So saying, he pulled out a purse of gold indifferently well filled, the
sight of which produced a visible effect upon the company. Some shook
their heads and whispered to each other, while one or two of the less
scrupulous speedily began to recollect him as a school-companion,
a townsman, or so forth. On the other hand, two or three grave,
sedate-looking persons shook their heads, and left the inn, hinting
that, if Giles Gosling wished to continue to thrive, he should turn his
thriftless, godless nephew adrift again, as soon as he could. Gosling
demeaned himself as if he were much of the same opinion, for even the
sight of the gold made less impression on the honest gentleman than it
usually doth upon one of his calling.

"Kinsman Michael," he said, "put up thy purse. My sister's son shall be
called to no reckoning in my house for supper or lodging; and I reckon
thou wilt hardly wish to stay longer where thou art e'en but too well
known."

"For that matter, uncle," replied the traveller, "I shall consult my own
needs and conveniences. Meantime I wish to give the supper and sleeping
cup to those good townsmen who are not too proud to remember Mike
Lambourne, the tapster's boy. If you will let me have entertainment for
my money, so; if not, it is but a short two minutes' walk to the Hare
and Tabor, and I trust our neighbours will not grudge going thus far
with me."

"Nay, Mike," replied his uncle, "as eighteen years have gone over thy
head, and I trust thou art somewhat amended in thy conditions, thou
shalt not leave my house at this hour, and shalt e'en have whatever
in reason you list to call for. But I would I knew that that purse of
thine, which thou vapourest of, were as well come by as it seems well
filled."

"Here is an infidel for you, my good neighbours!" said Lambourne, again
appealing to the audience. "Here's a fellow will rip up his kinsman's
follies of a good score of years' standing. And for the gold, why, sirs,
I have been where it grew, and was to be had for the gathering. In
the New World have I been, man--in the Eldorado, where urchins play
at cherry-pit with diamonds, and country wenches thread rubies for
necklaces, instead of rowan-tree berries; where the pantiles are made of
pure gold, and the paving-stones of virgin silver."

"By my credit, friend Mike," said young Laurence Goldthred, the cutting
mercer of Abingdon, "that were a likely coast to trade to. And what may
lawns, cypruses, and ribands fetch, where gold is so plenty?"

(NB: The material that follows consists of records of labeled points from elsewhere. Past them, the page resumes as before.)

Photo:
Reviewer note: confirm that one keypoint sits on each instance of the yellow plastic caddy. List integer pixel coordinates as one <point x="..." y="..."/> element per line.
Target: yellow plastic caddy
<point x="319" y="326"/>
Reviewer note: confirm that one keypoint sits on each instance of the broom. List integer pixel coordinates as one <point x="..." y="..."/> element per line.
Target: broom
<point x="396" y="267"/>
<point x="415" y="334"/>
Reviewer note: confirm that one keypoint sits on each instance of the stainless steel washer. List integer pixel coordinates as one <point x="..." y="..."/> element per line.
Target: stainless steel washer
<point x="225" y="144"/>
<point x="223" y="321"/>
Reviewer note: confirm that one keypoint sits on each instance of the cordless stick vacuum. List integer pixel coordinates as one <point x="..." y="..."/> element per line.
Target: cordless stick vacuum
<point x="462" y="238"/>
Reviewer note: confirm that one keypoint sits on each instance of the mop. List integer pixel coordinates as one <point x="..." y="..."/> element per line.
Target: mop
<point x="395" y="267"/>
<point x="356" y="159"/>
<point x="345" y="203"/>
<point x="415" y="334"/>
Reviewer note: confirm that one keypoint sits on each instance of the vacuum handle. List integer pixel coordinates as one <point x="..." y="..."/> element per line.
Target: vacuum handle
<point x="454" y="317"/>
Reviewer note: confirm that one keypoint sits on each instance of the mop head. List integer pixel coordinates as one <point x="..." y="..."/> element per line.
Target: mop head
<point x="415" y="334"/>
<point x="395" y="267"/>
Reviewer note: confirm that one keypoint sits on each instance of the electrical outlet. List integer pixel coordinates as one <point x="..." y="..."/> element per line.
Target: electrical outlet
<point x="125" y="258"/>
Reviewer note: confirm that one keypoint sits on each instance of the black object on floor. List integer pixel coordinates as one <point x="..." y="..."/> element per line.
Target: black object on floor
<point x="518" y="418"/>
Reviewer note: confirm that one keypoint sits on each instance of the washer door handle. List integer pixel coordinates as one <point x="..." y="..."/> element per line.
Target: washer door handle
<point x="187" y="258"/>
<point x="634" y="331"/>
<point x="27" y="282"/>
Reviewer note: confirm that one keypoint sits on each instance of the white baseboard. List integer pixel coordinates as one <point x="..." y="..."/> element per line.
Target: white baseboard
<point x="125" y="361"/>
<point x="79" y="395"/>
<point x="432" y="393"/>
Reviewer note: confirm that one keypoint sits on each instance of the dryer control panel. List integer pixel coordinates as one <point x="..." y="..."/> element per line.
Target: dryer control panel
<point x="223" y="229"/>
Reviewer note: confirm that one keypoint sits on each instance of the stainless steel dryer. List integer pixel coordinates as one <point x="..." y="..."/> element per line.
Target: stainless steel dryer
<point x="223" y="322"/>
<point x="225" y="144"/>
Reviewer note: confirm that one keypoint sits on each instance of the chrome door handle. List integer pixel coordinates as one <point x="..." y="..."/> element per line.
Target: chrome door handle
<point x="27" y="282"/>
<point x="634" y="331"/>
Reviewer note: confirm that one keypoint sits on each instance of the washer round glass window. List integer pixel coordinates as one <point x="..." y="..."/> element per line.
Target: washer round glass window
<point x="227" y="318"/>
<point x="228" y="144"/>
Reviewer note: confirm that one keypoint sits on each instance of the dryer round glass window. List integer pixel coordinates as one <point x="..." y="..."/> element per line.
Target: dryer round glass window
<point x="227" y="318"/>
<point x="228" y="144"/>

"Oh, the profit were unutterable," replied Lambourne, "especially when
a handsome young merchant bears the pack himself; for the ladies of that
clime are bona-robas, and being themselves somewhat sunburnt, they catch
fire like tinder at a fresh complexion like thine, with a head of hair
inclining to be red."

"I would I might trade thither," said the mercer, chuckling.

"Why, and so thou mayest," said Michael--"that is, if thou art the same
brisk boy who was partner with me at robbing the Abbot's orchard. 'Tis
but a little touch of alchemy to decoct thy house and land into ready
money, and that ready money into a tall ship, with sails, anchors,
cordage, and all things conforming; then clap thy warehouse of goods
under hatches, put fifty good fellows on deck, with myself to command
them, and so hoist topsails, and hey for the New World!"

"Thou hast taught him a secret, kinsman," said Giles Gosling, "to
decoct, an that be the word, his pound into a penny and his webs into a
thread.--Take a fool's advice, neighbour Goldthred. Tempt not the sea,
for she is a devourer. Let cards and cockatrices do their worst, thy
father's bales may bide a banging for a year or two ere thou comest to
the Spital; but the sea hath a bottomless appetite,--she would swallow
the wealth of Lombard Street in a morning, as easily as I would a
poached egg and a cup of clary. And for my kinsman's Eldorado, never
trust me if I do not believe he has found it in the pouches of some such
gulls as thyself.--But take no snuff in the nose about it; fall to and
welcome, for here comes the supper, and I heartily bestow it on all
that will take share, in honour of my hopeful nephew's return, always
trusting that he has come home another man.--In faith, kinsman, thou art
as like my poor sister as ever was son to mother."

"Not quite so like old Benedict Lambourne, her husband, though," said
the mercer, nodding and winking. "Dost thou remember, Mike, what thou
saidst when the schoolmaster's ferule was over thee for striking up thy
father's crutches?--it is a wise child, saidst thou, that knows its own
father. Dr. Bircham laughed till he cried again, and his crying saved
yours."

"Well, he made it up to me many a day after," said Lambourne; "and how
is the worthy pedagogue?"

"Dead," said Giles Gosling, "this many a day since."

"That he is," said the clerk of the parish; "I sat by his bed the
whilst. He passed away in a blessed frame. 'MORIOR--MORTUUS SUM VEL
FUI--MORI'--these were his latest words; and he just added, 'my last
verb is conjugated."

"Well, peace be with him," said Mike, "he owes me nothing."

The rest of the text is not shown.